Animoog for iPad: touching inspiration


Animoog has been around for a couple of years now. We could have featured it in our iPad Music Making Apps: Classic For A Reason series, but we thought it deserved its own spotlight. Animoog somewhat of a godfather of serious synth apps, partly because of the weight that the name Moog carries, but also from the favorable reviews the synth has garnered over its short life span. Its award winning and highly-regarded synth engine has recently been introduced into Moog hardware (Check out the Theremini at NAMM 2014)

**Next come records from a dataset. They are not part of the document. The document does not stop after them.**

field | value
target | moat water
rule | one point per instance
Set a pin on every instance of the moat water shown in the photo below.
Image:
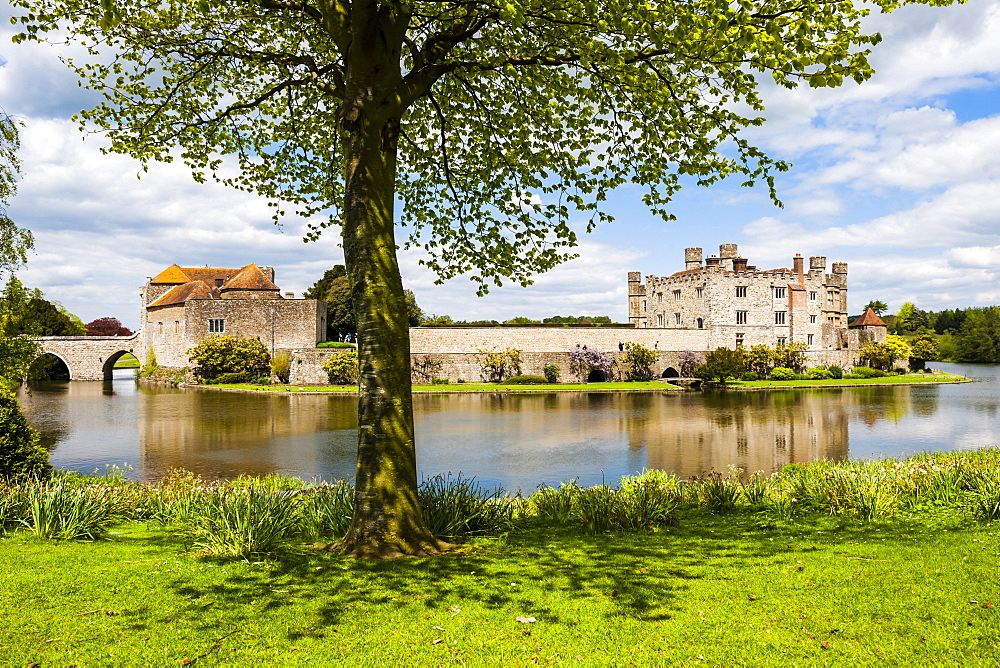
(517, 441)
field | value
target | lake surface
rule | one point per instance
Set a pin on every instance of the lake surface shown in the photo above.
(518, 441)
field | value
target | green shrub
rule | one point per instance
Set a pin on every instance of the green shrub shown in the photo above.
(637, 359)
(59, 511)
(526, 379)
(219, 354)
(551, 373)
(327, 510)
(281, 367)
(241, 522)
(461, 507)
(21, 455)
(335, 344)
(342, 368)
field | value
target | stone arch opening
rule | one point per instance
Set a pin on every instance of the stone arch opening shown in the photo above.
(108, 368)
(49, 366)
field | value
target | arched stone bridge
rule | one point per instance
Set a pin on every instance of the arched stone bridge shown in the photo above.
(90, 357)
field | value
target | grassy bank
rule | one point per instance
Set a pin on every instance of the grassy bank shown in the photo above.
(862, 562)
(651, 386)
(937, 377)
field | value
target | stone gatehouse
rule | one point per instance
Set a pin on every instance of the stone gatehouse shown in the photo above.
(183, 305)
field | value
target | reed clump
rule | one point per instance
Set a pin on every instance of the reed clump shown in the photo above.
(251, 517)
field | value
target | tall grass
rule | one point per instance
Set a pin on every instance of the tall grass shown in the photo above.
(58, 510)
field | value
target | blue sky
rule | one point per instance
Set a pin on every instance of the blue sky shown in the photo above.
(898, 177)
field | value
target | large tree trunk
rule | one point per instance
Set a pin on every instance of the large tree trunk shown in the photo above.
(387, 519)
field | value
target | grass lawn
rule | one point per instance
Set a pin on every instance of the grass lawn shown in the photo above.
(474, 387)
(905, 379)
(713, 590)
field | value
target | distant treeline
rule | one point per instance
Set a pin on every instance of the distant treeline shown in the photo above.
(975, 332)
(445, 320)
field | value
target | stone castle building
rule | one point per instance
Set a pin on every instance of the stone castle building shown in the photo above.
(183, 305)
(736, 304)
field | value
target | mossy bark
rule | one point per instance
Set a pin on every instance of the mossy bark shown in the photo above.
(387, 520)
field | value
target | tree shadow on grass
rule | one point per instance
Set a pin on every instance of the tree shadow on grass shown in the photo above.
(542, 573)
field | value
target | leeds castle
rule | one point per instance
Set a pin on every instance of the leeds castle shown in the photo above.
(713, 302)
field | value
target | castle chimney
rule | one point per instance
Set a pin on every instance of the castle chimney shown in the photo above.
(728, 253)
(692, 258)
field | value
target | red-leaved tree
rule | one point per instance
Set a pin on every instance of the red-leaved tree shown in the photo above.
(107, 327)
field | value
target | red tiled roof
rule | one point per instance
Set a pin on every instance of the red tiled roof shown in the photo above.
(869, 319)
(182, 293)
(250, 277)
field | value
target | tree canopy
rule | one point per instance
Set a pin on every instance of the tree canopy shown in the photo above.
(107, 326)
(493, 124)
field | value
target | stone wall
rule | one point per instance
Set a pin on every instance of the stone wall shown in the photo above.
(281, 324)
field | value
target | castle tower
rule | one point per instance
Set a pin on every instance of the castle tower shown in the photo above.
(692, 258)
(728, 253)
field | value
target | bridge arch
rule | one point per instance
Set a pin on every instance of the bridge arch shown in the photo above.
(90, 357)
(40, 359)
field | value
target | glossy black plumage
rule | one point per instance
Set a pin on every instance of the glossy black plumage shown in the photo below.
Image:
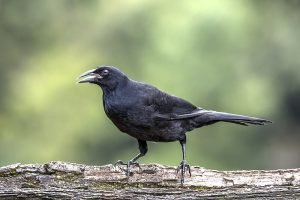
(148, 114)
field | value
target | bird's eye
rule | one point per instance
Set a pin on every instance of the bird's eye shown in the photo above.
(104, 72)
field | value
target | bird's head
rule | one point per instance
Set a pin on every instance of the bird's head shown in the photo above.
(107, 77)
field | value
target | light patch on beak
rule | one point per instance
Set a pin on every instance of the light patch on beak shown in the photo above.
(89, 77)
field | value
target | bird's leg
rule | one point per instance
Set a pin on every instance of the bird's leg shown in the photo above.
(143, 150)
(183, 164)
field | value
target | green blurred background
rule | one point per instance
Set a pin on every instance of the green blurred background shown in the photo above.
(232, 55)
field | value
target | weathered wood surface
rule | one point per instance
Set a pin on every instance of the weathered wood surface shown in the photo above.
(60, 180)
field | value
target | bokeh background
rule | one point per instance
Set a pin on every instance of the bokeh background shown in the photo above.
(233, 56)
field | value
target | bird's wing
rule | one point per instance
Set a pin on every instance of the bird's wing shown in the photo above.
(174, 116)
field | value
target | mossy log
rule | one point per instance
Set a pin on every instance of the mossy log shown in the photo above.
(60, 180)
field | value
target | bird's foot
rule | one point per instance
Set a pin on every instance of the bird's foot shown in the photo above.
(128, 165)
(183, 166)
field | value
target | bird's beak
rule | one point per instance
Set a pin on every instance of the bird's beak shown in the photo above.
(89, 77)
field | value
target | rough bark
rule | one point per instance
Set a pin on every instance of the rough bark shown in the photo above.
(60, 180)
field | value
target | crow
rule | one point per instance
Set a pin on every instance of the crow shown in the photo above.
(149, 114)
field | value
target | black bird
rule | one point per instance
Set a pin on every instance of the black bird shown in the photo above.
(148, 114)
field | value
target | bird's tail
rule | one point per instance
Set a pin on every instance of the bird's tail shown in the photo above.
(238, 119)
(206, 117)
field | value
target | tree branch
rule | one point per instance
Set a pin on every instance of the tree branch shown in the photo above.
(60, 180)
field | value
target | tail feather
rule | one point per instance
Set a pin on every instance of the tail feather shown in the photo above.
(238, 119)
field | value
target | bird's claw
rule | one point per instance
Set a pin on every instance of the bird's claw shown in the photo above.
(128, 165)
(182, 167)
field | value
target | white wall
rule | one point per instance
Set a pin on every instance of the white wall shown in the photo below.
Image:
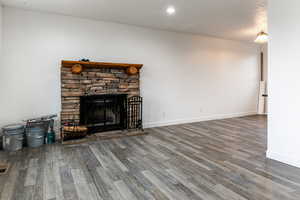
(284, 81)
(1, 31)
(185, 77)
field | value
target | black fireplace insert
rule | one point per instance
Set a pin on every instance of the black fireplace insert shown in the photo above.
(104, 112)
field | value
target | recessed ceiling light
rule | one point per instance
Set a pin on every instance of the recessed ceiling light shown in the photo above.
(171, 10)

Animoog is a visual wave table synth. Each sound can contain up to 8 wave samples, that are layered one on top of the other in the XY main window of the synth. You can drag your finger through the eight layers, or record the movement of your finger to automatically move wherever through the layers, to create some movement in the sound. There’s a weird touch-plate style keyboard at the bottom of the window that you can play at the same time as dragging your fingers through the different waveforms. You can slide your finger up and down the keyboard, control the amount of glide and portamento on the note, and how centrally you hit the pitch of each note.

Once you have the sound you’re looking for, you can hit the record button, and the app will record your finger movements on the wavetable as you play. Every time you play a note thereafter, the timbre of the sound will be changed by the pattern you traced on the XY window. It will repeat it for each note you play.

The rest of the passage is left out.